Sueño con ella todas las noches y estoy segura de que, dentro de unos meses, también entrará en sus sueños. Creo que Clara era de una testarudez casi luciferina. Una voluntad de acero en un pequeño y bonito cuerpo. Me ha atrapado con manos férreas y me tiene inmovilizada sin tocarme, con el magnetismo de sus ojos azules, su porte orgulloso y decidido y su voz de pajarito que se ha caído del nido. En realidad, Clara no hablaba. En el convento estaban prohibidas las palabras. Por eso cuando las monjas querían comunicarse entre ellas, lo hacían por gestos. ¿Se imagina a la hermana Clara diciendo mediante gestos que había que llenar una olla? ¿O recoger un rosario del suelo? Estoy segura de que todas la obedecerían sin rechistar, porque era la primera en realizar las tareas del convento y, como cuentan sus biografías, siempre era paciente, amorosa, amable, «humilde y virgen».
¿No es raro que entre tantos adjetivos incluyan la virginidad como si fuese una cualidad del carácter y no una elección?

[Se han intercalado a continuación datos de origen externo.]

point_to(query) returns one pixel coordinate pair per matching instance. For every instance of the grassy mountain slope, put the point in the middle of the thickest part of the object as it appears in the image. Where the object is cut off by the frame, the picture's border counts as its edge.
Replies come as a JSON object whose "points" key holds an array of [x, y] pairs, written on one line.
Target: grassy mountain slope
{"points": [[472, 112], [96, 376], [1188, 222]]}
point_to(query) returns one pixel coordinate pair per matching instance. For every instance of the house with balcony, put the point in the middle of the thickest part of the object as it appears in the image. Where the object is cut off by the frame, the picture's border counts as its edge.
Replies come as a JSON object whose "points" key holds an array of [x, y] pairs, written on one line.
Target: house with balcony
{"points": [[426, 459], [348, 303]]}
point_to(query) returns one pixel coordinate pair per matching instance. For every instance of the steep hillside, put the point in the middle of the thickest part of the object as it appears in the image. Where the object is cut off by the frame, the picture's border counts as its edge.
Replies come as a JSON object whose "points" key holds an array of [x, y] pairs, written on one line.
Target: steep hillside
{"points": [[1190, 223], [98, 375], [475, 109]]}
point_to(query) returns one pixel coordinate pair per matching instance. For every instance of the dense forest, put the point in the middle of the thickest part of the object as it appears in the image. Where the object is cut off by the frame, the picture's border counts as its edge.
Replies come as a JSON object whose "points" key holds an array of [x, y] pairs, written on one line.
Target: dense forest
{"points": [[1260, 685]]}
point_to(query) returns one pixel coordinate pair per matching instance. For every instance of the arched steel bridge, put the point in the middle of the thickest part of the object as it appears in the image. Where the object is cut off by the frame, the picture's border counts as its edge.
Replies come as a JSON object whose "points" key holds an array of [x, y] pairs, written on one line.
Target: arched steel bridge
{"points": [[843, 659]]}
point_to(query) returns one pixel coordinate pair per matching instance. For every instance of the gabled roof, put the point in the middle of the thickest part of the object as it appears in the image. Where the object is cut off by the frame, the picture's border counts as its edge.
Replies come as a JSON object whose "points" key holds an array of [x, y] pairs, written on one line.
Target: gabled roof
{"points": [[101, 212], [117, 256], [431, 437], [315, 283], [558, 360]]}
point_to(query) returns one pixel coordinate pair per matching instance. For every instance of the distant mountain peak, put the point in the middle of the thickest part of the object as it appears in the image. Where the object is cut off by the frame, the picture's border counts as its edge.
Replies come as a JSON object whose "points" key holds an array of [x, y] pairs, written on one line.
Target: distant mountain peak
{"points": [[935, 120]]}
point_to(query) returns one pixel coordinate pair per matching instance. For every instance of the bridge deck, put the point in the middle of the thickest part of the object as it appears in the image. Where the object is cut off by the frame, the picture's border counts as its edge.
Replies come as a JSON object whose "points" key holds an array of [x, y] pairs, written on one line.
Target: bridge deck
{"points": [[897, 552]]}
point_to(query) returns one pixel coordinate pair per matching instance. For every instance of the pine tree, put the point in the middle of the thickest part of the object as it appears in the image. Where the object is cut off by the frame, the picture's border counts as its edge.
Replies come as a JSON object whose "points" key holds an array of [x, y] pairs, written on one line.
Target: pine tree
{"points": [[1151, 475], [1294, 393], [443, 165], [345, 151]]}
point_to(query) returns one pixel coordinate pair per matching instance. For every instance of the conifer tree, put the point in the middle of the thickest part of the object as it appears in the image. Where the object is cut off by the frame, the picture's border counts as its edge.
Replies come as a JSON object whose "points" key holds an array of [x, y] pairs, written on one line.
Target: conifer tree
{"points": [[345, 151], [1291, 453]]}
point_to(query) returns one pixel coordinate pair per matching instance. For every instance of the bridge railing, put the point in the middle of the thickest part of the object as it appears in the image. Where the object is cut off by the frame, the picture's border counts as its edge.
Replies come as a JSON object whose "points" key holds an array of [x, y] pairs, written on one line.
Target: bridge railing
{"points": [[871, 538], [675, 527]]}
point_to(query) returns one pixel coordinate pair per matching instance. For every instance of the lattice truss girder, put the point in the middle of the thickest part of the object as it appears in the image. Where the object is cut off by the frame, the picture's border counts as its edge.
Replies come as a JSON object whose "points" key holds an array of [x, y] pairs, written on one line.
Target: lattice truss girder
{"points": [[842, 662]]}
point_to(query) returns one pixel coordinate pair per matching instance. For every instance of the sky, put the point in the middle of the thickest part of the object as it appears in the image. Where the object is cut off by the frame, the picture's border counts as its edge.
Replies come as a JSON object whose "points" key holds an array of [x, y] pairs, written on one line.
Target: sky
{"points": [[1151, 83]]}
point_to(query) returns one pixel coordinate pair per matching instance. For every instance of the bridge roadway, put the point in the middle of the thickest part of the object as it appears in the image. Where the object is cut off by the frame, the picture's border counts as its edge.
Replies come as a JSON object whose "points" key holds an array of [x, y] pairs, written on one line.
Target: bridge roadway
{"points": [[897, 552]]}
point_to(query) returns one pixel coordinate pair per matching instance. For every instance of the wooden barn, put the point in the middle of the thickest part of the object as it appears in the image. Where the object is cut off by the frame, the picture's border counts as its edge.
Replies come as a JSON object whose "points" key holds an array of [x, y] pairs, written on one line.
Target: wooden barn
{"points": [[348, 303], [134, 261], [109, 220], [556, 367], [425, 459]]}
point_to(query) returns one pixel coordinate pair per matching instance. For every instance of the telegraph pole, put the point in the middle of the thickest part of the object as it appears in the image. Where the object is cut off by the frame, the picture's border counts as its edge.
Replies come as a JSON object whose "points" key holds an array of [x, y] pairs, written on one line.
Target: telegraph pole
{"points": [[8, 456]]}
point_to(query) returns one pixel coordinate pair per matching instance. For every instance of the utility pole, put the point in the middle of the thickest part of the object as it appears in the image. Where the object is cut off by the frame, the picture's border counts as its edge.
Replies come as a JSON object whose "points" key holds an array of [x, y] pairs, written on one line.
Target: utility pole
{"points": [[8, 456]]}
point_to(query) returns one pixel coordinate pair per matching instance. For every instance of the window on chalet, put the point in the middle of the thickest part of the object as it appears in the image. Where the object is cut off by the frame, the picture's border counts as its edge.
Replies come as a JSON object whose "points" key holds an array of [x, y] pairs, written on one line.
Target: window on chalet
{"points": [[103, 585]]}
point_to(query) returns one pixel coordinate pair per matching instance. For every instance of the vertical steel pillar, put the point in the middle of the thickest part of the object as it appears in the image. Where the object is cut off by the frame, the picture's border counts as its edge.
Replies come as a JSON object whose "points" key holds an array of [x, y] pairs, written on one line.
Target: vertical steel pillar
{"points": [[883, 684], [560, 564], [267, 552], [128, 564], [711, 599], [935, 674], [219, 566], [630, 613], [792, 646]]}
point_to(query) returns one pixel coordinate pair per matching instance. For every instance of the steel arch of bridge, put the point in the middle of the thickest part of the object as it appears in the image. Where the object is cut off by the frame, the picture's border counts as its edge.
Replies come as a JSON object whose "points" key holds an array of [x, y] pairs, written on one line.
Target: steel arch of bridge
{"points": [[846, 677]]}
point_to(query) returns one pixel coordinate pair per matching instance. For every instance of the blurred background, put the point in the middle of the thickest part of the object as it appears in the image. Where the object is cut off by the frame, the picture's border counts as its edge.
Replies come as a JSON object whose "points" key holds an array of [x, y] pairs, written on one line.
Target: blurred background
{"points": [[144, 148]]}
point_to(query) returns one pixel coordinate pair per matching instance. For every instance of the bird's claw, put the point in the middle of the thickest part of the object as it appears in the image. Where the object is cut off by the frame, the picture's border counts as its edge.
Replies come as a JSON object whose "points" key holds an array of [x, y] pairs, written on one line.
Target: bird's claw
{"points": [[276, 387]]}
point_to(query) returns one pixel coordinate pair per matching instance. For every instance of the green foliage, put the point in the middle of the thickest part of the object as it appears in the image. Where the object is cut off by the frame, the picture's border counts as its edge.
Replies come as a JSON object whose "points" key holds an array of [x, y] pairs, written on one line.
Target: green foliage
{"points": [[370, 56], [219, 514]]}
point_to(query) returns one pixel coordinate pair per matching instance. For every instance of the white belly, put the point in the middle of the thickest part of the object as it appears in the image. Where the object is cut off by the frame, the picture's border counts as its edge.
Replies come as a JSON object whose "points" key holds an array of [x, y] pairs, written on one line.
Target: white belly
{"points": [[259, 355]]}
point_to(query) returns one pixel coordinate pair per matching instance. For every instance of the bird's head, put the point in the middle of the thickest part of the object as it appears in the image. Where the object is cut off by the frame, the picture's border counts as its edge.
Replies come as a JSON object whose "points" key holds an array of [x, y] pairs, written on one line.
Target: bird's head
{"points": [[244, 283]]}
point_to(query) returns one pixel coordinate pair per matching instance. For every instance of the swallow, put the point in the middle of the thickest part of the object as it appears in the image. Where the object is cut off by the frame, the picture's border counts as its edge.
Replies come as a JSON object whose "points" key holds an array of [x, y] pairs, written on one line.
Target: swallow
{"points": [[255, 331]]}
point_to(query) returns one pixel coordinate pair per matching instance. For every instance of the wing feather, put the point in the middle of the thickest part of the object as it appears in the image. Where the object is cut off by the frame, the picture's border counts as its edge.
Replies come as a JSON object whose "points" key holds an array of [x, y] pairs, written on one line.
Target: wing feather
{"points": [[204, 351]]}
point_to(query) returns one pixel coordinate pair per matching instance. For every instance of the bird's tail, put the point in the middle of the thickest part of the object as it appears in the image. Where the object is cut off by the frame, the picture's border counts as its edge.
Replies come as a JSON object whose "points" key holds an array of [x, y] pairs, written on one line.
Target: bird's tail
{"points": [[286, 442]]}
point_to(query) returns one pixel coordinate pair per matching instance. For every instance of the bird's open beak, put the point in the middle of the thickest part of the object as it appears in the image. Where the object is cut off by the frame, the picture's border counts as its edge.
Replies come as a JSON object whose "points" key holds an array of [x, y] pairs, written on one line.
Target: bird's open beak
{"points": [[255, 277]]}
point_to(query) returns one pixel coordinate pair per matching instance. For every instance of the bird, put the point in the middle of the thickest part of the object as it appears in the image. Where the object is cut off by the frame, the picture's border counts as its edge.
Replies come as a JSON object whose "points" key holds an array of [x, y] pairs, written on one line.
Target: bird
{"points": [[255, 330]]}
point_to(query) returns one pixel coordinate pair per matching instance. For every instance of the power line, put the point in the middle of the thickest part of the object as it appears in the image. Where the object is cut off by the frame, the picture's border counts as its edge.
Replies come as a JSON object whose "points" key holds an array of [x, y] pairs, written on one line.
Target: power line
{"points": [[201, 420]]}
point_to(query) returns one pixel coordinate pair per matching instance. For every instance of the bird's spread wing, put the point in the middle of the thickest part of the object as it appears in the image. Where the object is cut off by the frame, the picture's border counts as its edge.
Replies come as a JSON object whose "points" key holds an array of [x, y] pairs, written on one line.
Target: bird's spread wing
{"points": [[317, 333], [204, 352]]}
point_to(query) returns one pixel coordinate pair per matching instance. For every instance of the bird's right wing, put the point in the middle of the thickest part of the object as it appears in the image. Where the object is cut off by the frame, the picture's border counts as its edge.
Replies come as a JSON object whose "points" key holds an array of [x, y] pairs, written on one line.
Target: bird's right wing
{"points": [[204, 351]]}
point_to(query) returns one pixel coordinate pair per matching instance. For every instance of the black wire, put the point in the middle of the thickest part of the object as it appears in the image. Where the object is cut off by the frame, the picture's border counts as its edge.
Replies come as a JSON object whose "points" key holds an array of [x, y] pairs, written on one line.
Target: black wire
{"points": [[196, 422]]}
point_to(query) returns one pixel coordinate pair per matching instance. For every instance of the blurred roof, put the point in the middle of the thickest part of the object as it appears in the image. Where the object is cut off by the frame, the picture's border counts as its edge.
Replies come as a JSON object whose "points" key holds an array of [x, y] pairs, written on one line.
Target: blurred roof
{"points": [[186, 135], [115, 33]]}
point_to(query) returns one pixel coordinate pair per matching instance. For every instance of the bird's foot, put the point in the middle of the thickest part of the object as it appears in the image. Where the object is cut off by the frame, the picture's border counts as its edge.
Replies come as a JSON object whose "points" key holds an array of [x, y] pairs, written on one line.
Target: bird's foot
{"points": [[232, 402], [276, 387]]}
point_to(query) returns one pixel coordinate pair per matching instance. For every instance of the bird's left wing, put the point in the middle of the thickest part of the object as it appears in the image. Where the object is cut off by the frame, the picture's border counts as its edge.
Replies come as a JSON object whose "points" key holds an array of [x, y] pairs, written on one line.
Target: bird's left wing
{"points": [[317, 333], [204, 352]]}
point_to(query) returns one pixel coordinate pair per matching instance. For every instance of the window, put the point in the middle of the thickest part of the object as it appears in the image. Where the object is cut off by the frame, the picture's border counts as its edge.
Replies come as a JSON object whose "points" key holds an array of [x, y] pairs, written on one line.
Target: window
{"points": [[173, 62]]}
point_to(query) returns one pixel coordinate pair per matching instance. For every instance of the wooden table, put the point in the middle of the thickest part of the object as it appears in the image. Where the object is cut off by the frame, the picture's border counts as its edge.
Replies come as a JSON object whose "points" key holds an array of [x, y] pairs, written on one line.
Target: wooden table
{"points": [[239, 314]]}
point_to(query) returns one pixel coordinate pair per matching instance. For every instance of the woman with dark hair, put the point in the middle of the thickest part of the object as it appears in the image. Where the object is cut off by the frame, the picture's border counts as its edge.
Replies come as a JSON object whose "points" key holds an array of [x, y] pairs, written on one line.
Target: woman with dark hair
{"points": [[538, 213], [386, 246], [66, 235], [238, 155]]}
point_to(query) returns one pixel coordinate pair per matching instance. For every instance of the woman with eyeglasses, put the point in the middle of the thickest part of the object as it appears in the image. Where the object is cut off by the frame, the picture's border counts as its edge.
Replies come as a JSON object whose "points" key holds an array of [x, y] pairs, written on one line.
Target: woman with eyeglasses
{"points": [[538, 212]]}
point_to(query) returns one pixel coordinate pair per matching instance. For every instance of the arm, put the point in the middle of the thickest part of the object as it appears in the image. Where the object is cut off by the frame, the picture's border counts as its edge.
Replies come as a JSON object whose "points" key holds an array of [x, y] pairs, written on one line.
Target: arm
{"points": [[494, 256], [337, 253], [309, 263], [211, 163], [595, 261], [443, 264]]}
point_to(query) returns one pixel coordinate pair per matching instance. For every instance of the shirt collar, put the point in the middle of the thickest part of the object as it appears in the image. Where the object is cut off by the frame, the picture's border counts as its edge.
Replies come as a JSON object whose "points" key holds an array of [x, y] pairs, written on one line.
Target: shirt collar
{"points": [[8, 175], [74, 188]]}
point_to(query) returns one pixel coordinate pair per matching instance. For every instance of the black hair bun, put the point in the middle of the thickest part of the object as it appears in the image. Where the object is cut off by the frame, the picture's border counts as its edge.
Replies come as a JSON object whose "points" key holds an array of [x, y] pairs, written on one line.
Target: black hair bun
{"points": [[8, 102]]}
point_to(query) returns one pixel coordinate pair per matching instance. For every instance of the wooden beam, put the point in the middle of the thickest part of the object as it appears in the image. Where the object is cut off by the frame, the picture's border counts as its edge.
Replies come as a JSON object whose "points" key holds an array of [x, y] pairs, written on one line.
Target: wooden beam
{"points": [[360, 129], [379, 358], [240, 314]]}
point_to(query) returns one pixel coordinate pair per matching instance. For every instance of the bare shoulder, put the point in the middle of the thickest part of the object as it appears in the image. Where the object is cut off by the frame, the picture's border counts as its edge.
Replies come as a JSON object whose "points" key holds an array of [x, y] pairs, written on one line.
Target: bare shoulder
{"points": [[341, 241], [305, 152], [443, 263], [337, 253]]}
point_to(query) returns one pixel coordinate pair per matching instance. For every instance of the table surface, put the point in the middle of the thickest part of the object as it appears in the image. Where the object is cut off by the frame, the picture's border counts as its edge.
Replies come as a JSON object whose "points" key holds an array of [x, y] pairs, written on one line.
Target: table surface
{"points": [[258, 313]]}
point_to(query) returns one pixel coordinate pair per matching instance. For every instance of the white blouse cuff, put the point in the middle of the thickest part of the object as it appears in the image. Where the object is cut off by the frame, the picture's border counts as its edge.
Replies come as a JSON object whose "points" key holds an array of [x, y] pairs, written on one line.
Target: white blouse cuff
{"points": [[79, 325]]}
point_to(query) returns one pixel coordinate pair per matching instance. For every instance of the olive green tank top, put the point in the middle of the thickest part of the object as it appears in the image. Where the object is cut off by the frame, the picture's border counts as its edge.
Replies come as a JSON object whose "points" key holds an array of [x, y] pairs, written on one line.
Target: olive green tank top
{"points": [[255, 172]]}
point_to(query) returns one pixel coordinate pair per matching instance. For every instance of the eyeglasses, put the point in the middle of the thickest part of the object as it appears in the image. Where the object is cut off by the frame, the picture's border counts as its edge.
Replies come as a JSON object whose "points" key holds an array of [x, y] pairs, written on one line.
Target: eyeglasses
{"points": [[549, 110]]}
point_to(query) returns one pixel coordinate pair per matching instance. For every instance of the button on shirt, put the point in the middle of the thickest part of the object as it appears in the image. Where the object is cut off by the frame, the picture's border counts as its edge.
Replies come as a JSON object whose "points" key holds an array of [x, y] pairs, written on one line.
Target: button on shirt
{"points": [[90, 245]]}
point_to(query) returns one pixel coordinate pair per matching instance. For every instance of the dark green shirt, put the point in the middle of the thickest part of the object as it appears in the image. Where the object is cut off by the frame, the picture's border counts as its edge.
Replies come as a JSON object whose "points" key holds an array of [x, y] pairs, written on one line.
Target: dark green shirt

Humilde y virgen, amable y virgen, amorosa y virgen, paciente y virgen. ¿Qué quieren decir? ¿Y por qué una santa tiene que ser virgen? Que nunca haya sido tocada por las manos de un hombre, ¿es eso la virginidad? ¿Pero la sensualidad no tiene vida propia, al margen del otro cuerpo? El autoerotismo, por ejemplo, ¿no forma parte de la sexualidad de un cuerpo? ¿Y cuántas mártires cristianas, cuántas santas, estuvieron casadas antes de dedicarse al Señor? ¿Podemos aseverar que su santidad, su martirio, es menos importante porque ya no eran vírgenes? De un hombre no se espera la virginidad. ¿No haber hecho nunca el amor con una mujer hace a un hombre virgen? La virginidad masculina se considera menos importante porque no se puede demostrar físicamente, ya que no conlleva la rotura del himen. ¿Pero la sexualidad no es algo más complejo, más amplio y profundo que el acto físico del emparejamiento?
Querida Clara:
En efecto, yo tampoco he entendido nunca ese asunto de la virginidad. Si no es desde el punto de vista histórico. La virginidad como garantía de trasmisión de la herencia, eso sí, que nace con la propiedad de la tierra. La necesidad de controlar la fertilidad de la compañera de vida, la necesidad de garantizar biológicamente los bienes familiares. Eso lo entiendo. Pero el mito de la virginidad me parece incomprensible. Como usted dice, la sexualidad implica todo el cuerpo, implica la personalidad, implica incluso los pensamientos del ser humano, ¿qué tiene que ver la virginidad? Como dice Hume, el conocimiento pasa a través de los sentidos y el erotismo forma parte de los sentidos. ¿Qué tiene que ver el espíritu religioso con un himen intacto?
Querida escritora:
A pesar de todo, entre los atributos de las santas era importante la virginidad.
Querida Clara:
Sepa que yo soy laica y no creo en la santidad. ¿Qué es la santidad? ¿Hacer volar un asno, curar un enfermo, observar con estupor cómo se llena —por sí solo— de aceite un cántaro apoyado en un cercado? ¿Tener en la palma de la mano una pequeña llaga que recuerda al martirio de Cristo? En África conocí a algunos curanderos que alejaban las enfermedades con largas ceremonias. También conocí a una mujer que me contó que había sido asesinada por su marido, aunque luego había resucitado gracias a un santero, que la había cubierto de ceniza ardiendo y le había metido en la boca tres semillas de cola que tenían cien años.
Querida escritora:
Ya sé que usted es laica. ¿Pero qué es la laicidad? Esta vez soy yo la que plantea las preguntas: ¿Es abrir una ventana y decir que el mundo es lo que se ve detrás de ese cuadrado? ¿Ser laico quiere decir confiar tan solo en la razón que una piensa y se construye, como el asno de Buridán?
Querida Clara:
¿A qué viene lo del asno de Buridán? ¿Sabe que es una prepotente? ¿De dónde ha sacado tanto descaro? No dirá ahora que es ingenuidad, como me explicó hace unos días. Se lo repito, no sé nada de Clara y no puedo hacerme cargo.